It is assumed that it is generated from. At this time, it is _assumed that the latent variable _Mktij representing the number of people to be moved satisfies the following two relational expressions.

(6)

(7)

Here, the equation (6) means that the sum of the number of people moving from the observation point i, which belongs to the cluster k and departs from the observation point i, is equal to the actually observed outflow amount. Further, the equation (7) means that the sum of the number of people who belong to the cluster k and have moved to the observation point i at the time (t + 1) is equal to the actually observed inflow amount.

The parameter estimation unit 10 estimates the parameter Θ of the transition probability between the observation points and the latent variable M representing the number of people moving between the observation points, assuming that the observation data is generated according to the above probability model. These unknown variables can be estimated by various optimization methods (for example, gradient-based optimization method, Markov chain Monte Carlo sampling method, etc.), but here, as an example, Non-Patent Document 3 shown below is used. With reference to this, a method for estimating parameters based on the L-BFGS-B method, which is one of the gradient-based optimization methods, will be described.

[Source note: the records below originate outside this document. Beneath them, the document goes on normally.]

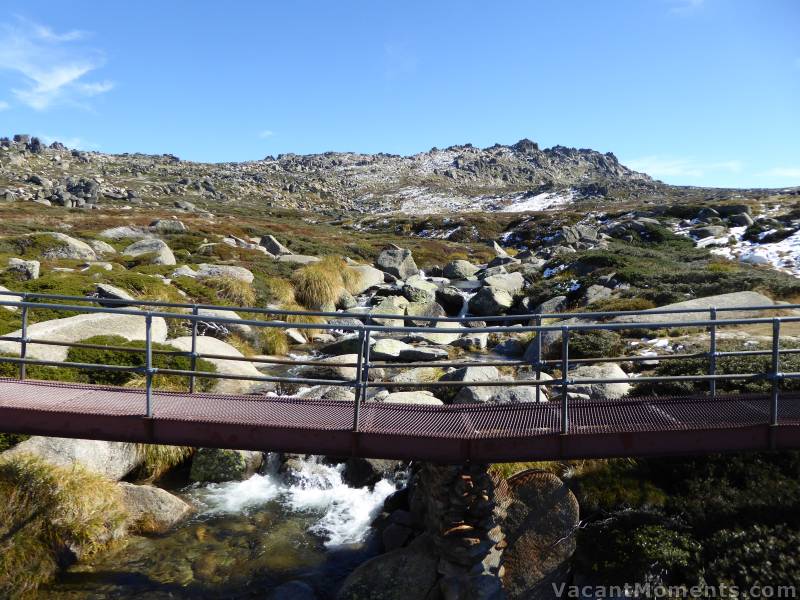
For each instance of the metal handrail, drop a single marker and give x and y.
(364, 330)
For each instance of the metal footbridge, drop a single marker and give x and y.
(565, 427)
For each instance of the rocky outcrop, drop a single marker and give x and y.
(213, 465)
(151, 509)
(243, 368)
(156, 251)
(113, 460)
(81, 327)
(397, 262)
(540, 524)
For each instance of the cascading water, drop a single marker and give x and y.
(247, 536)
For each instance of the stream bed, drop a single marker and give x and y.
(246, 538)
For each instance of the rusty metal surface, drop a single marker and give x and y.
(628, 427)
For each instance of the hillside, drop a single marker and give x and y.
(516, 178)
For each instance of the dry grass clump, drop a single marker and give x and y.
(306, 318)
(319, 285)
(232, 291)
(47, 511)
(279, 290)
(274, 341)
(157, 459)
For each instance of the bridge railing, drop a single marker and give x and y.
(368, 325)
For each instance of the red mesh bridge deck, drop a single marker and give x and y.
(487, 433)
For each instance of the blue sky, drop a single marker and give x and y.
(697, 92)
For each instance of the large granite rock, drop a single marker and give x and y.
(157, 250)
(66, 247)
(406, 574)
(540, 525)
(601, 391)
(210, 345)
(398, 262)
(151, 509)
(81, 327)
(113, 460)
(734, 299)
(214, 465)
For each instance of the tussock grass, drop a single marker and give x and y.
(233, 291)
(157, 459)
(274, 341)
(46, 510)
(318, 285)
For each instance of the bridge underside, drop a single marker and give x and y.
(483, 433)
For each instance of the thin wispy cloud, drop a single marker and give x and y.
(685, 7)
(53, 67)
(663, 166)
(783, 173)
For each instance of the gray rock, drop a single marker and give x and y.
(66, 247)
(733, 299)
(413, 397)
(409, 573)
(112, 292)
(160, 251)
(100, 247)
(151, 509)
(541, 520)
(490, 301)
(27, 269)
(459, 269)
(510, 282)
(215, 465)
(205, 271)
(292, 590)
(398, 262)
(368, 277)
(113, 460)
(601, 391)
(423, 309)
(81, 327)
(167, 226)
(300, 259)
(419, 290)
(273, 246)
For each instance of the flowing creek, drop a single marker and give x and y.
(246, 538)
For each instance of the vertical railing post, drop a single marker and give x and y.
(712, 352)
(23, 343)
(775, 374)
(564, 380)
(362, 374)
(148, 365)
(193, 358)
(538, 342)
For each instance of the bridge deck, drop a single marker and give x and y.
(489, 433)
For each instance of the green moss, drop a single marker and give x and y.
(134, 358)
(44, 512)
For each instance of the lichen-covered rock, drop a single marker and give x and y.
(398, 262)
(405, 574)
(158, 251)
(540, 526)
(215, 465)
(151, 509)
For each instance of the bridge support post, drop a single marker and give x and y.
(148, 320)
(538, 365)
(775, 371)
(712, 352)
(362, 376)
(193, 358)
(565, 380)
(23, 344)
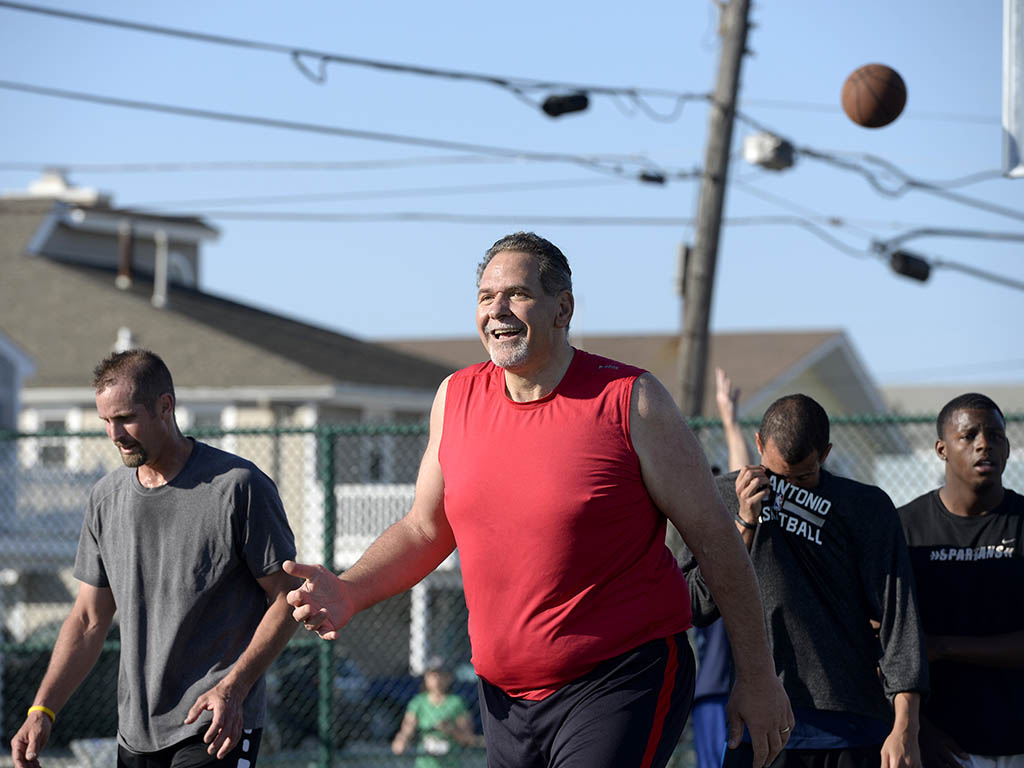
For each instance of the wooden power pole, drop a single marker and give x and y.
(698, 279)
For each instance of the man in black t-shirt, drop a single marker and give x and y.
(829, 557)
(967, 548)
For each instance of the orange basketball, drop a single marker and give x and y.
(873, 95)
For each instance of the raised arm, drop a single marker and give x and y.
(727, 397)
(679, 480)
(400, 557)
(75, 652)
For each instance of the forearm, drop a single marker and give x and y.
(739, 454)
(399, 558)
(726, 569)
(1006, 650)
(906, 713)
(271, 635)
(75, 653)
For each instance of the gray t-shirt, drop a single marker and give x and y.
(182, 562)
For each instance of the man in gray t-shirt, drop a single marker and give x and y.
(186, 543)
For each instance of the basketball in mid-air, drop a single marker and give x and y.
(873, 95)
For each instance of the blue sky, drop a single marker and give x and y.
(383, 276)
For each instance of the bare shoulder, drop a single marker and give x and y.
(651, 401)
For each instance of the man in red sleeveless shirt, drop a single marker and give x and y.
(555, 471)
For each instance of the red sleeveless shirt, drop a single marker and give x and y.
(562, 550)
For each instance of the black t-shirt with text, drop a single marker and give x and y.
(970, 581)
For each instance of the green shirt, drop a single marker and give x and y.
(440, 751)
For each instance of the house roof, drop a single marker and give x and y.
(761, 364)
(67, 316)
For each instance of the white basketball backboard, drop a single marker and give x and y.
(1013, 88)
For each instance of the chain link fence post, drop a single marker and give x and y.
(326, 439)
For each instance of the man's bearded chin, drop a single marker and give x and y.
(135, 459)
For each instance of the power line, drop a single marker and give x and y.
(431, 216)
(518, 86)
(905, 182)
(592, 163)
(268, 165)
(384, 194)
(884, 249)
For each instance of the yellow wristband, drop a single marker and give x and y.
(45, 710)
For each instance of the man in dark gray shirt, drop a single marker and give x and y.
(186, 543)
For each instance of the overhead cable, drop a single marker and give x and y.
(302, 56)
(875, 169)
(592, 163)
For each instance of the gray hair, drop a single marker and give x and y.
(552, 265)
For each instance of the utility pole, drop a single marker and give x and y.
(698, 280)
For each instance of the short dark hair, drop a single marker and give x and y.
(798, 425)
(144, 371)
(966, 401)
(552, 265)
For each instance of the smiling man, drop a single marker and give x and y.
(967, 546)
(186, 543)
(555, 473)
(830, 560)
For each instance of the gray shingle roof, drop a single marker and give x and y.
(67, 316)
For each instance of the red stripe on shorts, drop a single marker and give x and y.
(664, 702)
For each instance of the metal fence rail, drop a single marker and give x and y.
(331, 704)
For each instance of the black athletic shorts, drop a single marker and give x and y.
(851, 757)
(628, 712)
(192, 754)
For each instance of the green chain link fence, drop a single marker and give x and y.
(330, 704)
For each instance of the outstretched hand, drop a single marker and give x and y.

Non-patent document 3. R. H. Byrd, P. Lu, J. Nocedal, and C. Zhu, “A Limited Memory Algorithm for Bound Constrained Optimization”, SIAM Journal on Scientific Computing, vol. 16, pp. 1190-1208, 1995.

<Parameter estimation method based on L-BFGS-B method>
From the above equation (5), the log-likelihood function is

(8)

It is expressed as. Here, Stalin approximation

Was used.

Latent variable _Mk and transition probability parameters that maximize the above equation (8) while taking into account the constraints of the above equations (6) and (7).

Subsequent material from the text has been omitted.